有趣的是,这个网站没有关于线与平面相交的问题。在三维空间中,一条线穿过一个平面。在三维空间中寻找交点是一个非常重要的问题,但在 tikz-3dplot 中似乎很难。我有两个问题:1) 如何找到相交点;2) 如何将线隐藏在平面后面?
\tdplotsetmaincoords{45}{10}
\begin{tikzpicture}[scale=1,tdplot_main_coords,>=stealth',font=\scriptsize]
%plane
\draw[fill=gray!40,opacity=.8] (.5,-1.5,0) -- (4,-1.5,0) -- (4,1.5,0) -- (.5,1.5,0) -- cycle;
%points
\coordinate (or) at (2,1.5,-4);
\tdplotsetcoord{p}{5}{10}{0};
\tdplotsetcoord{oo}{0}{0}{0};
%line
\draw (or) -- (p);
%axis
\draw[->] (oo) -- +(.5,0,0) node[right]{$x$};
\draw[->] (oo) -- +(0,.5,0) node[right]{$y$};
\draw[->] (oo) -- +(0,0,.5) node[left]{$z$};
\end{tikzpicture}
答案1
你的平面位于 xy 平面,因此在这个平面上找到这个点非常简单。使用以下命令运行示例xelatex
\documentclass{standalone}
\usepackage{pst-solides3d}
\begin{document}
\psset{viewpoint=20 20 20 rtp2xyz,lightsrc=10 15 7,Decran=20}
\begin{pspicture}(-5,-5)(6,5)
\psSolid[object=line,args=4 3 -4 3 1 0]
\psSolid[object=new,
sommets=0.5 -2.5 0
4 -2.5 0
4 4.5 0
0.5 4.5 0,
faces={[0 1 2 3]},fillcolor=red!40]
\psSolid[object=line,args=2 -1 4 3 1 0]
\psSolid[object=point,args= 3 1 0]
\axesIIID(4,4,3)
\end{pspicture}
\end{document}
答案2
同样,如果平面是水平的,有一个非常简单的方法。Ti钾Z 可以找到两条线的交点:
\coordinate (I) at (intersection of A--B and C--D);
我定义了一个宏,它同时创建两个坐标:任何给定的点及其在 xy 平面上的投影。然后,线与平面的交点与线与其投影的交点相同。
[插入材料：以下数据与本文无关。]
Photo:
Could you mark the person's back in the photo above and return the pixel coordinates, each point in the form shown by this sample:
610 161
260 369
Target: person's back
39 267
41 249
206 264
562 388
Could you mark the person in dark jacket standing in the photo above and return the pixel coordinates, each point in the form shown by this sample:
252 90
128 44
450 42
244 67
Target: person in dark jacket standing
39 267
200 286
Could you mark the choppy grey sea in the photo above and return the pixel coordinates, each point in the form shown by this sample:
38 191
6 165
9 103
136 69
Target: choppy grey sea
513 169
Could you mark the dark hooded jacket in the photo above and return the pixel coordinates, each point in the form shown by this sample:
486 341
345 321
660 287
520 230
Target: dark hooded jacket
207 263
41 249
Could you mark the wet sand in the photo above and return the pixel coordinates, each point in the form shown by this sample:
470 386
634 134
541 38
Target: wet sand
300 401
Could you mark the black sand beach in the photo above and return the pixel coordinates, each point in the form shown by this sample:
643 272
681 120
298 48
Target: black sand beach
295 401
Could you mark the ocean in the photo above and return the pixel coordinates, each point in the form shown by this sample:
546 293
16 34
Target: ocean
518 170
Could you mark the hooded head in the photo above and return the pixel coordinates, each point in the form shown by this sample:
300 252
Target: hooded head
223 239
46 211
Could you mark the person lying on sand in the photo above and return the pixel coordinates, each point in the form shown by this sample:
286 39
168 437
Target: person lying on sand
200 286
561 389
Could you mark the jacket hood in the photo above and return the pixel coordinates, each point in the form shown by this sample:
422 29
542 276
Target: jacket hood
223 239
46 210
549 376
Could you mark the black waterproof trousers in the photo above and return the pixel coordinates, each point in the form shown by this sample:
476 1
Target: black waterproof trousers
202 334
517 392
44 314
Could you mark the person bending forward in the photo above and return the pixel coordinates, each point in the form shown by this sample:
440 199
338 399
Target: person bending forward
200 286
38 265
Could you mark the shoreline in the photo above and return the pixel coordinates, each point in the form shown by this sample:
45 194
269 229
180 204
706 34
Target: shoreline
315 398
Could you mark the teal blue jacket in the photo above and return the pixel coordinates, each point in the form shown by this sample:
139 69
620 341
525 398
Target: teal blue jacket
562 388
\documentclass[tikz,border=1.618mm]{standalone}
\usetikzlibrary{3d,perspective}
\newcommand{\pointandprojection}[4]% x,y,z, name
{% creates a cooridinate A and its horizontal projection A-0
\coordinate (#4) at (#1,#2,#3);
\coordinate (#4-0) at (#1,#2,0);
}
\begin{document}
\begin{tikzpicture}[3d view={110}{30},line cap=round,line join=round]
% coordinates
\pointandprojection{-1.5}{-1}{2}{P};
\pointandprojection{1.5}{1.8}{-1}{Q};
\coordinate (I) at (intersection of P--Q and P-0--Q-0);
% line below plane
\draw[dashed,red] (Q-0) -- (Q);
\draw[red] (Q) -- (I);
% plane and x,y-axis
\draw[fill=gray!20,fill opacity=0.8,canvas is xy plane at z=0] (-2,-2) rectangle (2,2);
\draw[gray!50] (P-0) -- (Q-0);
\draw[-latex] (0,0,0) -- (3,0,0) node[left] {$x$};
\draw[-latex] (0,0,0) -- (0,3,0) node[right] {$y$};
% line above plane
\draw[dashed,red] (P-0) -- (P);
\draw[red] (P) -- (I);
% z-axis
\draw[-latex] (0,0,0) -- (0,0,3) node[above] {$z$};
% points
\foreach\i in {P,Q,I,P-0,Q-0}
\fill (\i) circle (0.25mm);
\end{tikzpicture}
\end{document}
答案3
我的解决方案不如 Herbert 的解决方案优雅,但它是使用 LuaLaTeX 给出的。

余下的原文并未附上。